たぬ吉はものすごい早さで移動し、2人の盗賊を鋭い爪で切り裂く……

「「ぎゃぁぁぁぁぁぁぁぁ」」
断末魔の叫びが響き渡る。

「心地良いたぬ、これでこそ食糧たぬ」

僕とガルはため息を付き、
「仕方ない…… どっちが上か解らせてやろう……
ブライアンと真は 見ていてくれないか? お前らだとやり過ぎてしまうかもしれない……俺とランディで調教する」

ブライアンと真は頷き、ひとかたまりになって待機する。


「さあ、素敵な悲鳴をあげて死たぬよ」


~敵プロフィール~
たぬ吉(ウォータイガー亜種) レベル40
HP2000
爪〈A〉
尾で凪ぎ払う〈B〉
噛みつき〈C〉
威圧LV2


ランディがお座りと叫びながら たぬ吉の顔を殴る。
ドン!

想像以上の衝撃に驚く たぬ吉。
「痛いたぬ、それになかなか速いたぬな……仕返したぬ」
ドゴン!

高速で繰り出される猫パンチにランディは避けることも出来ずに 8m程吹き飛び 大木に激突した。

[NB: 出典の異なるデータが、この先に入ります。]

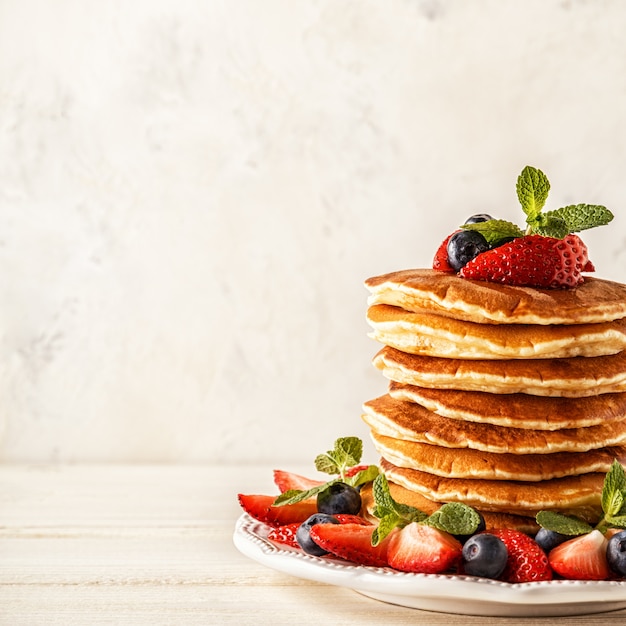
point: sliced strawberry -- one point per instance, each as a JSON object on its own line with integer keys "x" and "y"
{"x": 423, "y": 549}
{"x": 527, "y": 562}
{"x": 260, "y": 508}
{"x": 285, "y": 534}
{"x": 532, "y": 260}
{"x": 582, "y": 558}
{"x": 352, "y": 542}
{"x": 440, "y": 262}
{"x": 353, "y": 471}
{"x": 288, "y": 480}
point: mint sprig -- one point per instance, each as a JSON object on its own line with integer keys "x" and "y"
{"x": 346, "y": 453}
{"x": 532, "y": 189}
{"x": 454, "y": 517}
{"x": 613, "y": 502}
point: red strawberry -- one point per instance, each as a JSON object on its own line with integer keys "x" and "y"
{"x": 532, "y": 260}
{"x": 440, "y": 262}
{"x": 581, "y": 558}
{"x": 288, "y": 480}
{"x": 423, "y": 549}
{"x": 352, "y": 542}
{"x": 285, "y": 534}
{"x": 527, "y": 562}
{"x": 260, "y": 508}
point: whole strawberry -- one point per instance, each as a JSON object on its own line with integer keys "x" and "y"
{"x": 533, "y": 261}
{"x": 527, "y": 562}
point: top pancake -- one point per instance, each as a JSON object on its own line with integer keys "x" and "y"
{"x": 418, "y": 290}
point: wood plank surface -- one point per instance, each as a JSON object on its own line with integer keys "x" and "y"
{"x": 98, "y": 544}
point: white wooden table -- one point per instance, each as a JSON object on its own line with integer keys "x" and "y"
{"x": 99, "y": 544}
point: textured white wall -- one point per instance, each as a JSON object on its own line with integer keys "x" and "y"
{"x": 192, "y": 193}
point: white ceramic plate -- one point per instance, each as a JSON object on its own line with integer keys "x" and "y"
{"x": 444, "y": 593}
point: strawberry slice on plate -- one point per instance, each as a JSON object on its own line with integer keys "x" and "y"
{"x": 423, "y": 549}
{"x": 581, "y": 558}
{"x": 352, "y": 542}
{"x": 261, "y": 508}
{"x": 286, "y": 481}
{"x": 526, "y": 562}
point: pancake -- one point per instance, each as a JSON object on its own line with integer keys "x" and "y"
{"x": 572, "y": 495}
{"x": 412, "y": 498}
{"x": 419, "y": 290}
{"x": 475, "y": 464}
{"x": 517, "y": 410}
{"x": 574, "y": 377}
{"x": 411, "y": 422}
{"x": 435, "y": 335}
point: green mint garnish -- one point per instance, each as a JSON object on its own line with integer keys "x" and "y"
{"x": 454, "y": 518}
{"x": 346, "y": 453}
{"x": 613, "y": 502}
{"x": 532, "y": 192}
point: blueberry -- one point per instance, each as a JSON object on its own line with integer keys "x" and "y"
{"x": 485, "y": 555}
{"x": 339, "y": 498}
{"x": 616, "y": 553}
{"x": 480, "y": 529}
{"x": 548, "y": 539}
{"x": 303, "y": 534}
{"x": 479, "y": 217}
{"x": 464, "y": 246}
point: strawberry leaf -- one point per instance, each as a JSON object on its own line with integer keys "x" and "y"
{"x": 532, "y": 191}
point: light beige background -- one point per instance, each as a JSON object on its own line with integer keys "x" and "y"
{"x": 192, "y": 193}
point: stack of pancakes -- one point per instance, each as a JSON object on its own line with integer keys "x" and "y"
{"x": 510, "y": 399}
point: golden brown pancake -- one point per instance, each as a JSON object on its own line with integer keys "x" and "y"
{"x": 412, "y": 498}
{"x": 475, "y": 464}
{"x": 575, "y": 495}
{"x": 575, "y": 377}
{"x": 517, "y": 410}
{"x": 418, "y": 290}
{"x": 430, "y": 334}
{"x": 408, "y": 421}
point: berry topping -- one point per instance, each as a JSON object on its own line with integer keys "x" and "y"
{"x": 479, "y": 217}
{"x": 485, "y": 555}
{"x": 616, "y": 553}
{"x": 339, "y": 498}
{"x": 532, "y": 260}
{"x": 352, "y": 542}
{"x": 464, "y": 246}
{"x": 582, "y": 558}
{"x": 303, "y": 534}
{"x": 285, "y": 534}
{"x": 527, "y": 562}
{"x": 423, "y": 549}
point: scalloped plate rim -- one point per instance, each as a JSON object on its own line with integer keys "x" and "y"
{"x": 439, "y": 592}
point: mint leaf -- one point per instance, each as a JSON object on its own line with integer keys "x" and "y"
{"x": 391, "y": 514}
{"x": 582, "y": 216}
{"x": 564, "y": 524}
{"x": 550, "y": 226}
{"x": 495, "y": 230}
{"x": 455, "y": 518}
{"x": 364, "y": 476}
{"x": 326, "y": 464}
{"x": 293, "y": 496}
{"x": 613, "y": 490}
{"x": 346, "y": 453}
{"x": 532, "y": 191}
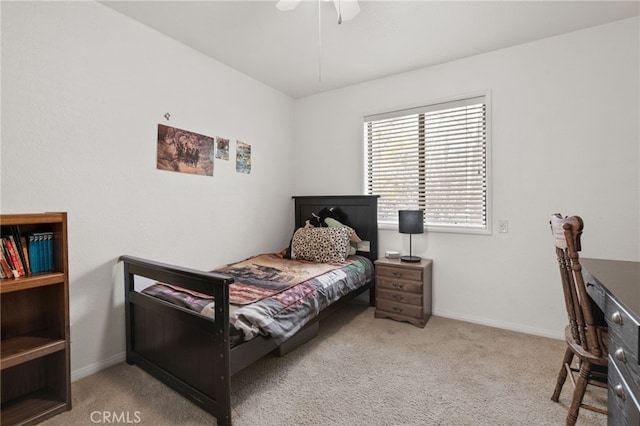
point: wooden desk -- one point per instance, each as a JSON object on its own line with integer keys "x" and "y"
{"x": 615, "y": 287}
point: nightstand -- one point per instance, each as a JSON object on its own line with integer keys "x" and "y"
{"x": 403, "y": 290}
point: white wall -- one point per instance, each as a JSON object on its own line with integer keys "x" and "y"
{"x": 565, "y": 138}
{"x": 84, "y": 89}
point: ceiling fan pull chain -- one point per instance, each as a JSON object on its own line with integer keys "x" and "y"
{"x": 319, "y": 42}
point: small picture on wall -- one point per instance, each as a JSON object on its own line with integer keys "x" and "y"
{"x": 185, "y": 152}
{"x": 243, "y": 157}
{"x": 222, "y": 148}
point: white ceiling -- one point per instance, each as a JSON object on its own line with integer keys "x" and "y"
{"x": 286, "y": 50}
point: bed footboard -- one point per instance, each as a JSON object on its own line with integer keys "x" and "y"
{"x": 186, "y": 351}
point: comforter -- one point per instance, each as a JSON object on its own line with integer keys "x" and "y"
{"x": 283, "y": 314}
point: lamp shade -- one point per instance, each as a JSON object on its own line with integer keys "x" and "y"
{"x": 410, "y": 221}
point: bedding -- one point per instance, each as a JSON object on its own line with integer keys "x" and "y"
{"x": 288, "y": 307}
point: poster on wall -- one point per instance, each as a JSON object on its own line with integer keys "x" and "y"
{"x": 243, "y": 157}
{"x": 184, "y": 151}
{"x": 222, "y": 148}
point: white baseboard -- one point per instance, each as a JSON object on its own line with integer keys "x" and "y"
{"x": 501, "y": 324}
{"x": 94, "y": 368}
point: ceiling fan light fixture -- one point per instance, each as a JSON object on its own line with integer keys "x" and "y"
{"x": 346, "y": 9}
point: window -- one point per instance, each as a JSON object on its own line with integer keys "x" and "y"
{"x": 432, "y": 158}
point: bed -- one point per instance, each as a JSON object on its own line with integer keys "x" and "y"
{"x": 196, "y": 352}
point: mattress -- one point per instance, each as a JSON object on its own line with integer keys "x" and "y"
{"x": 283, "y": 314}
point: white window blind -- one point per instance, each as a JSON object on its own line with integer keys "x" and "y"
{"x": 432, "y": 158}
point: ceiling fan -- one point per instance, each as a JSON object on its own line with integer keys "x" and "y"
{"x": 347, "y": 9}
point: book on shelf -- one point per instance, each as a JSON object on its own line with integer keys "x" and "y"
{"x": 40, "y": 249}
{"x": 22, "y": 255}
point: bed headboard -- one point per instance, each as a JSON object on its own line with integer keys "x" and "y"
{"x": 359, "y": 212}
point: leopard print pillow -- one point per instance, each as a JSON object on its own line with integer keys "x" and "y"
{"x": 323, "y": 245}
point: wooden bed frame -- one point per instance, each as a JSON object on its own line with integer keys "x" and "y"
{"x": 191, "y": 353}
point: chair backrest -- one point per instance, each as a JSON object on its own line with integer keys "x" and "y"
{"x": 567, "y": 232}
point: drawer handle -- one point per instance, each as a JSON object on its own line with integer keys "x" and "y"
{"x": 620, "y": 355}
{"x": 616, "y": 317}
{"x": 619, "y": 391}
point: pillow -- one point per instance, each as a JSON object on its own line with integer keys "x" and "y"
{"x": 332, "y": 223}
{"x": 323, "y": 245}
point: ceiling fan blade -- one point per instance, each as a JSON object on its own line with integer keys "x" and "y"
{"x": 286, "y": 5}
{"x": 348, "y": 9}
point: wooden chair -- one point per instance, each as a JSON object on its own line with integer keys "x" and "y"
{"x": 586, "y": 335}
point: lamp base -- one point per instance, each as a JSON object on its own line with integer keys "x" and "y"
{"x": 412, "y": 259}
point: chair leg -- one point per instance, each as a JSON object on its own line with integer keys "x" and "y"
{"x": 562, "y": 374}
{"x": 578, "y": 393}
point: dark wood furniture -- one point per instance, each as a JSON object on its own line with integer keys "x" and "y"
{"x": 192, "y": 353}
{"x": 615, "y": 287}
{"x": 586, "y": 333}
{"x": 403, "y": 290}
{"x": 35, "y": 347}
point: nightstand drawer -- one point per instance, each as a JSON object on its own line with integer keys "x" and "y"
{"x": 403, "y": 290}
{"x": 399, "y": 285}
{"x": 400, "y": 308}
{"x": 400, "y": 296}
{"x": 398, "y": 273}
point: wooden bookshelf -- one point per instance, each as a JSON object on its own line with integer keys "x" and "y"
{"x": 35, "y": 346}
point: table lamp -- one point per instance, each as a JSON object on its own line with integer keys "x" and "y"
{"x": 410, "y": 222}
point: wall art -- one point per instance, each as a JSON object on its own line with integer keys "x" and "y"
{"x": 243, "y": 157}
{"x": 184, "y": 151}
{"x": 222, "y": 148}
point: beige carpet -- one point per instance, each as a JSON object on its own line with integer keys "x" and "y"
{"x": 361, "y": 371}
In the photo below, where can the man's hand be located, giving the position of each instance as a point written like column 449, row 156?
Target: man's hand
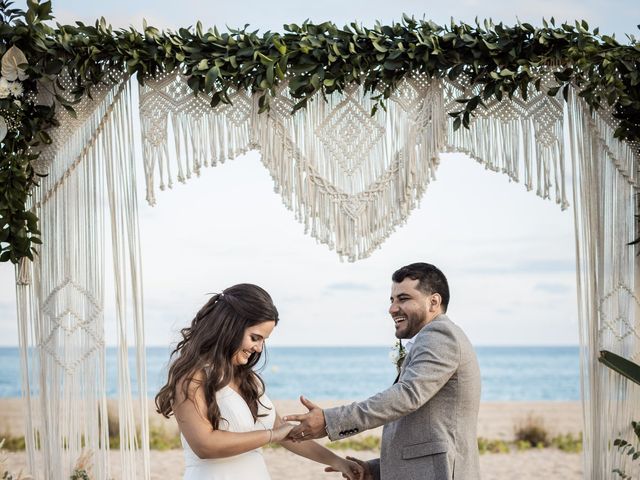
column 355, row 469
column 312, row 424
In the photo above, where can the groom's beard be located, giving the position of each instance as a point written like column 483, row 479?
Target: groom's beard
column 412, row 324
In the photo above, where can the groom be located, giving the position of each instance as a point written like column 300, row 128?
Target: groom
column 430, row 414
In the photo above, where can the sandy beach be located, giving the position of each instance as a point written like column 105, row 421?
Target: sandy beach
column 497, row 421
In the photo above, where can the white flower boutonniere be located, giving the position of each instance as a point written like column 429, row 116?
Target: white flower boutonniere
column 398, row 352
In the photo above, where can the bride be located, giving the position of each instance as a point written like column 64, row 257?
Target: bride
column 218, row 399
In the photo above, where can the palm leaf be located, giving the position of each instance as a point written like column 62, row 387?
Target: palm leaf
column 624, row 367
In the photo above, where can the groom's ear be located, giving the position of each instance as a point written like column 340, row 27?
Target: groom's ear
column 435, row 301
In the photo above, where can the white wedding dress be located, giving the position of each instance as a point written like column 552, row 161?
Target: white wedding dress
column 237, row 418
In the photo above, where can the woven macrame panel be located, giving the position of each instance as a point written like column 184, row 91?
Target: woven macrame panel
column 522, row 138
column 350, row 177
column 61, row 301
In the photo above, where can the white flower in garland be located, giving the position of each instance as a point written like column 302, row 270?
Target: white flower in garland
column 16, row 89
column 13, row 62
column 5, row 89
column 397, row 354
column 3, row 128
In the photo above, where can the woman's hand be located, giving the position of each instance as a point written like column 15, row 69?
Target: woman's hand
column 280, row 432
column 350, row 468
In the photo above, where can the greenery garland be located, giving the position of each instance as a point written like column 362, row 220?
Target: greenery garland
column 501, row 60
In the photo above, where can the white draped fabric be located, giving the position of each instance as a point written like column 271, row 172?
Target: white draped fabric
column 351, row 178
column 61, row 302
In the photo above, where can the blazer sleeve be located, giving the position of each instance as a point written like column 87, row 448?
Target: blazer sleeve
column 374, row 468
column 433, row 359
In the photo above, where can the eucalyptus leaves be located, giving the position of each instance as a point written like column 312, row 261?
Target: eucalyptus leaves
column 500, row 60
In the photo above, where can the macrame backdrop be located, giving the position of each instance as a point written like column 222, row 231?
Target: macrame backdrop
column 61, row 303
column 351, row 178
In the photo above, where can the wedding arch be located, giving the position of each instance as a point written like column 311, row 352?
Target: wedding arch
column 349, row 122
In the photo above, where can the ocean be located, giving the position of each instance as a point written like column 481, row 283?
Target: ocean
column 352, row 373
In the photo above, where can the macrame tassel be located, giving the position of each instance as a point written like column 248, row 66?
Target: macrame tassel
column 520, row 138
column 607, row 272
column 200, row 136
column 61, row 313
column 350, row 178
column 23, row 272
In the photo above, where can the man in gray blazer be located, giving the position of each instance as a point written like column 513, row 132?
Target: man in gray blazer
column 430, row 413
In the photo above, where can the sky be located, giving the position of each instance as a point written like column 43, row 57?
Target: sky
column 509, row 255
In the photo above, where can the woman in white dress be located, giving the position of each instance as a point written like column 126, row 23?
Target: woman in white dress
column 219, row 400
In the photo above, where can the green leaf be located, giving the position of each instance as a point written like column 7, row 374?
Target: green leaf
column 210, row 78
column 619, row 364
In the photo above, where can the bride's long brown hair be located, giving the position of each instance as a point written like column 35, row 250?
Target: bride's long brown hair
column 215, row 334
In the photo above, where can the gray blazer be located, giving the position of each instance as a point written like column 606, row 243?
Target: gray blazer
column 430, row 415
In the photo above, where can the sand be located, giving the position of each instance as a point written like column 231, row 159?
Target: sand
column 497, row 420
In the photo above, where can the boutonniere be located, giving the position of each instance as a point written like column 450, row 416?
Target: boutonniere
column 398, row 352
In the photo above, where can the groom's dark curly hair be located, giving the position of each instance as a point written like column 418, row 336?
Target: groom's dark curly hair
column 430, row 280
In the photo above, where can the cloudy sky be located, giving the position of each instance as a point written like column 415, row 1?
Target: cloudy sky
column 509, row 255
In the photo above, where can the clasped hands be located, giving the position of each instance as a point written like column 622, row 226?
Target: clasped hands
column 312, row 426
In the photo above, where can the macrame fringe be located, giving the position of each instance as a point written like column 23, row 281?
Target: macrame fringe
column 522, row 139
column 350, row 178
column 61, row 312
column 607, row 277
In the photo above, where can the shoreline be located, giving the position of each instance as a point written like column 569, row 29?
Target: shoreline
column 496, row 421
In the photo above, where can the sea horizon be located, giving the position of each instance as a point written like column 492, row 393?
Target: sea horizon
column 509, row 373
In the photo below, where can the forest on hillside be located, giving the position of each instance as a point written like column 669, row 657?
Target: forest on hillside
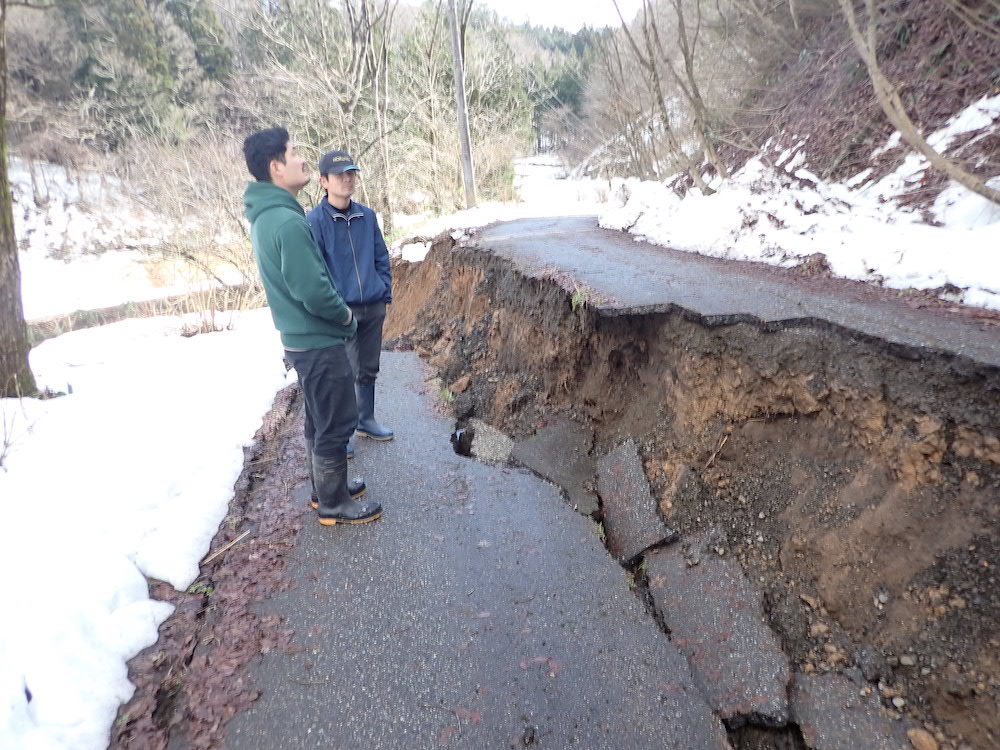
column 160, row 93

その間に、たぬ吉は ガルの、矢を2本受けることになった……
ドス!ドス!

「むう 痛いたぬ……お前ら ただの食糧じゃないたぬな……」

たぬ吉は、一瞬にして、ガルとの距離を縮めて 猫パンチを繰り出す……

しかし たぬ吉の肉球は空を裂き、代わりに切り傷がついただけであった。
「ぬぅ……まだたぬ」
今度はたぬ吉の肉球 2連撃がガルを再び襲う。

またしても肉球に切り傷がついたが、ガルは避けられず、斜め上に吹き飛んでしまった。

「これで2匹始末したたぬ……オガッ!?」

ランディがたぬ吉の上に馬乗りになって、後頭部を小突く

「き、貴様……な、なんで生きているたぬ……ぎゃっ」

今度はガルの、弓矢の2連撃が たぬ吉に命中した。

「お前も生きてるたぬか……なんでこいつらの攻撃は痛いたぬか? こら、離れるたぬ」

たぬ吉は自分の巨体を転がし、ランディを体で押し潰す。
「手応えあったたぬ、今度こそ倒したたぬ……ぎゃっ この、刺さる棘は痛いたぬね……姿は見えなくても気配でわかるたぬよ」

たぬ吉の攻撃は唸りをあげ、地面ごと抉りとる……

「残念 後ろ……」

またしても、ミニクロスボウの2連撃 ドス!ドス!
「ぎゃっ! くぅ不愉快たぬ 」

ガルの動きを察知しようとすると お尻に物凄い衝撃が走った……

「ふぎゃん……だからなんで、踏み潰したのに生きているたぬ? お前ら何者たぬ」

ガルとランディは口を揃えて「「お前のご主人様だ」」
と答えていた。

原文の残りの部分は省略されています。